I wrote the process of reading the full text from the Wiktionary dump in Python, but I will port it to F # and compare the processing speed.

This is a series of articles.

Search for efficient Wiktionary processing
Compare Wiktionary processing speed with F # and Python ← This article

The script for this article is posted in the following repositories.

https://github.com/7shi/wiktionary-tools/tree/master/fsharp/research

Overview

When I first started dumping Wiktionary, I thought I would use F #, but the .NET Framework couldn't handle bzip2 by default, so I started implementing it in Python. After parallelizing, the process was completed in a little over a minute, so I felt that Python was sufficient in terms of speed.

Still, I was wondering how fast F # would be, so I'll try to make up for the missing library.

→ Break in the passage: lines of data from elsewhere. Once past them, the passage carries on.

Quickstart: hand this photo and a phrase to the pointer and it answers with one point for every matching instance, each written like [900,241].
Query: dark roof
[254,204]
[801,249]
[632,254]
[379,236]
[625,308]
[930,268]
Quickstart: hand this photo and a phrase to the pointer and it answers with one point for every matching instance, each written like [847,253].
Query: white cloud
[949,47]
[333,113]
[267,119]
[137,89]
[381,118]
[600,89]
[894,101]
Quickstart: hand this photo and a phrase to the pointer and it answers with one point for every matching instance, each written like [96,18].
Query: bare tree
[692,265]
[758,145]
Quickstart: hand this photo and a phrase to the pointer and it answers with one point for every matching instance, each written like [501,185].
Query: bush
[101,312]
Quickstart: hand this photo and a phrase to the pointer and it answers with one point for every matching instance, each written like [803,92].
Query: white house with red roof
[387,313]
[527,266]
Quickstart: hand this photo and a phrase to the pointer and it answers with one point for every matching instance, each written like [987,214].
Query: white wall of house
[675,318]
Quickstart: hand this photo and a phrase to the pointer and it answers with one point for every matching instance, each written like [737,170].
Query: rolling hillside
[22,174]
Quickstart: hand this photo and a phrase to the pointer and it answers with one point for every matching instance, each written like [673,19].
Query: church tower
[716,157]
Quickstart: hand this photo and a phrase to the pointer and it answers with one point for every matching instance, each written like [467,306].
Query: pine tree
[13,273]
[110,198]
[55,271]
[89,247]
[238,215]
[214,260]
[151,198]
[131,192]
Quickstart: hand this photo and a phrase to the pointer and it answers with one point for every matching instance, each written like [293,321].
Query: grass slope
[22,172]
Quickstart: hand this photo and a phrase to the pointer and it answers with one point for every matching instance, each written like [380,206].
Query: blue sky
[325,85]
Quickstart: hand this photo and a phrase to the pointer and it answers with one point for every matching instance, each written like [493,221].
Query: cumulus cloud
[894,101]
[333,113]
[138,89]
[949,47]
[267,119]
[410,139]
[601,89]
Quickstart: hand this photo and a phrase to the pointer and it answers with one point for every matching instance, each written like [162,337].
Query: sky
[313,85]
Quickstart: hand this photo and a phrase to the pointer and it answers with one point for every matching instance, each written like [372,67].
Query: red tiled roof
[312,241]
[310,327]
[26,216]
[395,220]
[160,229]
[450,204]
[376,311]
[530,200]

I wrote it briefly, but it took a lot of time to investigate.

The environment used for the measurement is as follows.

OS: Windows 10 1909
CPU: AMD Ryzen 5 2500U with Radeon Vega Mobile Gfx (4 cores)
.NET Framework 4.8.03752
Python 3.8.2 (WSL1)

Number of lines

An external library is required to work with bzip2 in the .NET Framework.

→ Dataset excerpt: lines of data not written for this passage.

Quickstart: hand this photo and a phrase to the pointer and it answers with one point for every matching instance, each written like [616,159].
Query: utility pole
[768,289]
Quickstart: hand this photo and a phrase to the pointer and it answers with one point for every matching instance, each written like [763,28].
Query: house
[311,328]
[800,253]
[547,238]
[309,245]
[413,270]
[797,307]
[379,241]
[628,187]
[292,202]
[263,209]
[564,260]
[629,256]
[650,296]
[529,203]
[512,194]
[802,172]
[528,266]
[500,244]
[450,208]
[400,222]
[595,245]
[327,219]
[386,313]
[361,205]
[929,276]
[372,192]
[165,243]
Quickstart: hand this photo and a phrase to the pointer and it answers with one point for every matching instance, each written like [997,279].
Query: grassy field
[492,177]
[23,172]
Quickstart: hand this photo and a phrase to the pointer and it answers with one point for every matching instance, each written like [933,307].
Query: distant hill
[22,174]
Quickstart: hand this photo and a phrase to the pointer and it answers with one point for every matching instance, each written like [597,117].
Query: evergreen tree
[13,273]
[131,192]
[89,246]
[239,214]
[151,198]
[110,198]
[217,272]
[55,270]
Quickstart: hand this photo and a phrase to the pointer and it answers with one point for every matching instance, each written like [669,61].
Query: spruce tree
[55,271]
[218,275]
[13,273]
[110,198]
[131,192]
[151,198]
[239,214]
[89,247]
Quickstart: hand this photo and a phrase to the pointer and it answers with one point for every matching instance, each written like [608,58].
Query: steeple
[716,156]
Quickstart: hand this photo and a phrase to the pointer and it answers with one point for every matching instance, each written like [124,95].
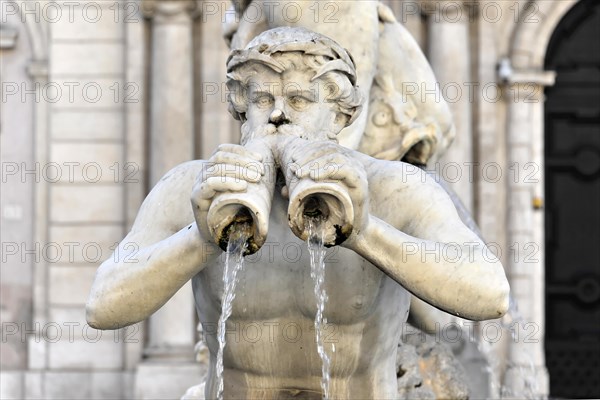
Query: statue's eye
[263,101]
[299,102]
[381,118]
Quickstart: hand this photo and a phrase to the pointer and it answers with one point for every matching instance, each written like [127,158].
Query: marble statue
[395,229]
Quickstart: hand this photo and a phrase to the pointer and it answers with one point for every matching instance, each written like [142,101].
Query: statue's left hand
[324,161]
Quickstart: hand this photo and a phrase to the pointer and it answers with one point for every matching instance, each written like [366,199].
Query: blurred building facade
[100,98]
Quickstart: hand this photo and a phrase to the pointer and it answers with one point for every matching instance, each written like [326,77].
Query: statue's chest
[276,281]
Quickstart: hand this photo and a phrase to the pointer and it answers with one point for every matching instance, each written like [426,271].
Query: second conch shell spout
[247,210]
[310,199]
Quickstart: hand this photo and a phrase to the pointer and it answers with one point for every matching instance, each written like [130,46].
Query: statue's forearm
[130,286]
[463,279]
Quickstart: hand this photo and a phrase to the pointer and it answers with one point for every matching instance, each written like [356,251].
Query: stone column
[168,369]
[449,55]
[171,109]
[524,93]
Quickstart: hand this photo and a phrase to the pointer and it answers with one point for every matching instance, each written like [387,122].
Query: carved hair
[283,49]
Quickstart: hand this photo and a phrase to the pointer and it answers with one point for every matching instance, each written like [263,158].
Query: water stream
[234,262]
[317,251]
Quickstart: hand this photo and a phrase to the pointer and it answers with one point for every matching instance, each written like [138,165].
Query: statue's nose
[278,116]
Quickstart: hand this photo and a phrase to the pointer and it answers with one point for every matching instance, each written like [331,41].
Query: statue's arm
[426,248]
[161,253]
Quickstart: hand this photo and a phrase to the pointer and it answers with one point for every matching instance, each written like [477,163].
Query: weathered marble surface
[403,234]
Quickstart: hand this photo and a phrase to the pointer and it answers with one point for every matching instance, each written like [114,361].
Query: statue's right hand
[230,169]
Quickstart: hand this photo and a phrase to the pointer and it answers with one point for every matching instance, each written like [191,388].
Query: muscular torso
[270,334]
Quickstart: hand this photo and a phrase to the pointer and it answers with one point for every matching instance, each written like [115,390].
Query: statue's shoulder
[168,203]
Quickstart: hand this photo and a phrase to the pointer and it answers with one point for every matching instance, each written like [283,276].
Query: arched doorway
[572,192]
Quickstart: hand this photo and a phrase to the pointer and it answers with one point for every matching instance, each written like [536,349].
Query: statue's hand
[329,162]
[230,169]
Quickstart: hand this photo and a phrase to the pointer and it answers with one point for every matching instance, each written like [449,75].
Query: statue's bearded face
[291,98]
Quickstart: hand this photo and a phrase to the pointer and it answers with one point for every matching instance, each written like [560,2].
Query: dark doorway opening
[572,192]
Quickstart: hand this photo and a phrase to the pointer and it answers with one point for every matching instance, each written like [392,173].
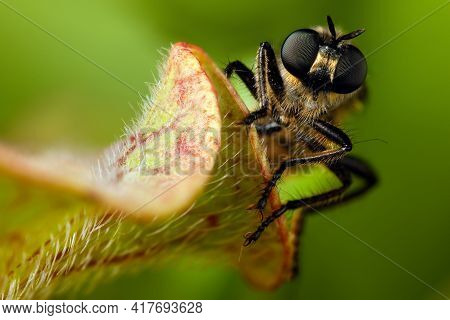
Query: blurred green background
[52,96]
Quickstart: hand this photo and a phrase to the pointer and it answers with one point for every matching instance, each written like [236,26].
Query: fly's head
[324,66]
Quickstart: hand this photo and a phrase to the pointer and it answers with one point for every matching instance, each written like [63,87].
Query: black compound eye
[299,51]
[351,70]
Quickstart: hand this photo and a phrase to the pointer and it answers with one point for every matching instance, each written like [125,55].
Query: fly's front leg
[267,78]
[327,130]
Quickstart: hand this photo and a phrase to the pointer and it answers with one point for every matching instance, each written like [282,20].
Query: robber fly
[317,72]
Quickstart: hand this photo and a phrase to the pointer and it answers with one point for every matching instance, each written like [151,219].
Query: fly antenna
[331,27]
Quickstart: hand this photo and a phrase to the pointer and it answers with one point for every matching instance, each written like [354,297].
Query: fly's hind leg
[328,131]
[343,168]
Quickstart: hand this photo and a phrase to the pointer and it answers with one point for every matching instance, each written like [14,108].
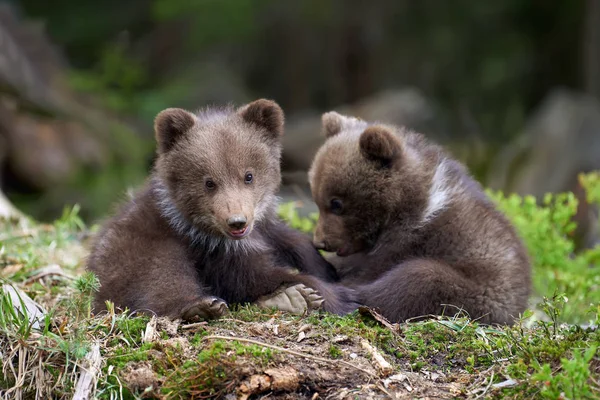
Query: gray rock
[561,140]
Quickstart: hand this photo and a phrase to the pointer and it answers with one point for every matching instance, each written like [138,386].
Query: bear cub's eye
[336,206]
[210,185]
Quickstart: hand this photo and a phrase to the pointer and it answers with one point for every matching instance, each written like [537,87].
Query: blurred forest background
[510,86]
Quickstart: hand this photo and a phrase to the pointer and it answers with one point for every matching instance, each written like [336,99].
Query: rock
[561,140]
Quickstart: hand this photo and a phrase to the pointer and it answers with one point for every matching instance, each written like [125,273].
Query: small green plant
[547,230]
[571,381]
[289,213]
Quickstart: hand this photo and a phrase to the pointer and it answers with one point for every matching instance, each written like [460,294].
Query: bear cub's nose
[237,221]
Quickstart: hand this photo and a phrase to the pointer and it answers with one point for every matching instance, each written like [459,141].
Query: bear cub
[414,233]
[204,231]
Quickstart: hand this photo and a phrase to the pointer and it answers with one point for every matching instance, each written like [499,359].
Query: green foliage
[591,184]
[547,230]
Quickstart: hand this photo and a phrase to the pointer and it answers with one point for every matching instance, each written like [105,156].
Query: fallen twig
[292,352]
[384,367]
[87,380]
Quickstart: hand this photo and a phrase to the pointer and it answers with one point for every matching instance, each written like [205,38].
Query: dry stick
[296,353]
[487,387]
[87,380]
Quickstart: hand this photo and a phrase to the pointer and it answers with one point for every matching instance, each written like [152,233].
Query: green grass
[549,354]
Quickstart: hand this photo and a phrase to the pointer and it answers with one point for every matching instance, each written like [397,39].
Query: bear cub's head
[219,168]
[362,178]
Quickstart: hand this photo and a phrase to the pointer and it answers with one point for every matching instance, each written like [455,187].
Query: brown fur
[415,234]
[170,251]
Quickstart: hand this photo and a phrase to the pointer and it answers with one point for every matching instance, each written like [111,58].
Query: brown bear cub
[204,232]
[414,234]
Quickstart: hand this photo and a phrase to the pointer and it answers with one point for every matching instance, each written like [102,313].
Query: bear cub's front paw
[209,307]
[295,299]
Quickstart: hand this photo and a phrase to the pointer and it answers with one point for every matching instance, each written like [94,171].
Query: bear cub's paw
[295,299]
[206,308]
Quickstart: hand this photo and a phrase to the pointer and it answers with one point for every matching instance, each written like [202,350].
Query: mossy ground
[550,353]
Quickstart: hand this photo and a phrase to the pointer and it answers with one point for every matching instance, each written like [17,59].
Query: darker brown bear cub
[204,232]
[414,234]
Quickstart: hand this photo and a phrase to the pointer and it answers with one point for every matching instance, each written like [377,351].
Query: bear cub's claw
[295,299]
[206,308]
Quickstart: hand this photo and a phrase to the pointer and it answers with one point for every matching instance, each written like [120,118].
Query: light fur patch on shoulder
[440,193]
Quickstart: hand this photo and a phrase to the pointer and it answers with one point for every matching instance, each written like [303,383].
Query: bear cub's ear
[170,125]
[265,114]
[379,144]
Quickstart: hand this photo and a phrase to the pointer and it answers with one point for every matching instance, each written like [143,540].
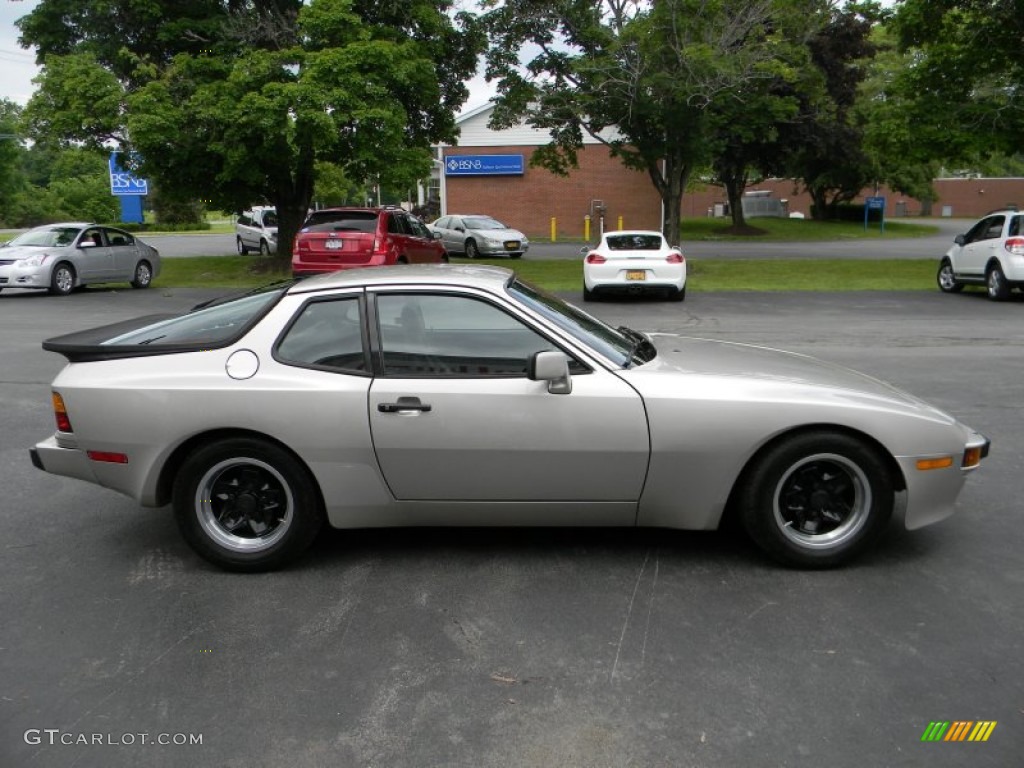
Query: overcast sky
[17,66]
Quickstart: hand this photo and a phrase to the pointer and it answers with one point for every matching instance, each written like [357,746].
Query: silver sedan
[475,236]
[61,257]
[441,395]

Investigate the .NET Framework bzip2 library

First, read all the lines of the dump and count the number of lines. List the corresponding Python code and duration.

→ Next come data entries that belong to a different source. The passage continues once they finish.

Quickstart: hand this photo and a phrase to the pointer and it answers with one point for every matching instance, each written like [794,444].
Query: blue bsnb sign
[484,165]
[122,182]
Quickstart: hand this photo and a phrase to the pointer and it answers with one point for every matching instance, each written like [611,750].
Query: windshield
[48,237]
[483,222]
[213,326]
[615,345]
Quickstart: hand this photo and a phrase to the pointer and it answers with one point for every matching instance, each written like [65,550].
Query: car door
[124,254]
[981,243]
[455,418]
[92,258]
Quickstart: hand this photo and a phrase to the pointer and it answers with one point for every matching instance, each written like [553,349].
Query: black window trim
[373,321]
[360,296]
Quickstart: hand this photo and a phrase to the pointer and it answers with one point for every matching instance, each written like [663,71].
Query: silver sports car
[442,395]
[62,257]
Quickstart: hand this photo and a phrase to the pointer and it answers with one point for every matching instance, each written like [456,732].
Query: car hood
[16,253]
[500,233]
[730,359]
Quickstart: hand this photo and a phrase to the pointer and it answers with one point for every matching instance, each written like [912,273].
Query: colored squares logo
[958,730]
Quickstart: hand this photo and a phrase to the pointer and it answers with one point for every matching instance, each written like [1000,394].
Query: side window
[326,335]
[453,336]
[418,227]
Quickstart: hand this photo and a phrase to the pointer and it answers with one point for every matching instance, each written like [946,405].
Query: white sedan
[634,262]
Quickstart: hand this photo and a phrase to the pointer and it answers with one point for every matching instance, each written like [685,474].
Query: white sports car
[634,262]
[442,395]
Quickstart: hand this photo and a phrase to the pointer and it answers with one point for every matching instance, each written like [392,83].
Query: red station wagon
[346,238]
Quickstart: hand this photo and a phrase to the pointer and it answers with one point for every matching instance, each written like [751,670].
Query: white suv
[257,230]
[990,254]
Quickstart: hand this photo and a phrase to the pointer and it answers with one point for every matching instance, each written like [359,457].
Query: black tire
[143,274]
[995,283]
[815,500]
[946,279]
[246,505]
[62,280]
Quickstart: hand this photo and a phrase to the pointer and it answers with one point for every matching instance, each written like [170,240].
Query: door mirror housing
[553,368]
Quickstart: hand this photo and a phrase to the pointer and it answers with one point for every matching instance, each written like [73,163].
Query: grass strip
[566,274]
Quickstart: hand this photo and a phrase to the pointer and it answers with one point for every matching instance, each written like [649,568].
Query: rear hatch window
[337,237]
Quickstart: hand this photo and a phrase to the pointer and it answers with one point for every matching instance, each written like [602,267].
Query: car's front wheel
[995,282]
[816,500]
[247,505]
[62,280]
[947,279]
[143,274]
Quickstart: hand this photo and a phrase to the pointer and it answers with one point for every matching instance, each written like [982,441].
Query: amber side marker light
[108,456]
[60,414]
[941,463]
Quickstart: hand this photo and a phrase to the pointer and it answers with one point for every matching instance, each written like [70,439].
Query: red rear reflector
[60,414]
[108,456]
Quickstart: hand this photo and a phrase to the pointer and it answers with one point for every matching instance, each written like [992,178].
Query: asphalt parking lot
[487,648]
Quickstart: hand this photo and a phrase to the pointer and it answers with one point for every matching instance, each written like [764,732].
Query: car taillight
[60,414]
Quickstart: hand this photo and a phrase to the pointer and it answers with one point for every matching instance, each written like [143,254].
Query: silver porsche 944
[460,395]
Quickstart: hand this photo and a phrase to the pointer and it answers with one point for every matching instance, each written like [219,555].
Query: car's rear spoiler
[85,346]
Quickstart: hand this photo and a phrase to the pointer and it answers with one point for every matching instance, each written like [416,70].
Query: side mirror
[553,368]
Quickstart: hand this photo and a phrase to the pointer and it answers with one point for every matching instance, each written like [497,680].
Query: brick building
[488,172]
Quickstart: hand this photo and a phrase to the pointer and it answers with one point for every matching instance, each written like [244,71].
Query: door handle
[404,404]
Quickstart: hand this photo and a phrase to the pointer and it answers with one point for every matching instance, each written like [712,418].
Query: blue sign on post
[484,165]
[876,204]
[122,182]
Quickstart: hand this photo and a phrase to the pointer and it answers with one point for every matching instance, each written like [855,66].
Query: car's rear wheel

language	code	Time required
Python	python/research/countlines.py	3m34.911s
F#	fsharp/research/countlines.fsx	2m40.270s
command	`bzcat FILE.xml.bz2 \| wc -l`	2m32.203s

F # is the speed approaching the command.

#r "AR.Compression.BZip2.dll"
open System
open System.IO
open System.IO.Compression

let target = "enwiktionary-20200501-pages-articles-multistream.xml.bz2"
let mutable lines = 0
do
    use fs = new FileStream(target, FileMode.Open)
    use bs = new BZip2Stream(fs, CompressionMode.Decompress)
    use sr = new StreamReader(bs)
    while not (isNull (sr.ReadLine())) do
        lines <- lines + 1
Console.WriteLine("lines: {0:#,0}", lines)

Stream split

Read the bzip2 file separately for each stream.

Mask and read FileStream to avoid the overhead of going through the bytes. Use the SubStream created in the following article.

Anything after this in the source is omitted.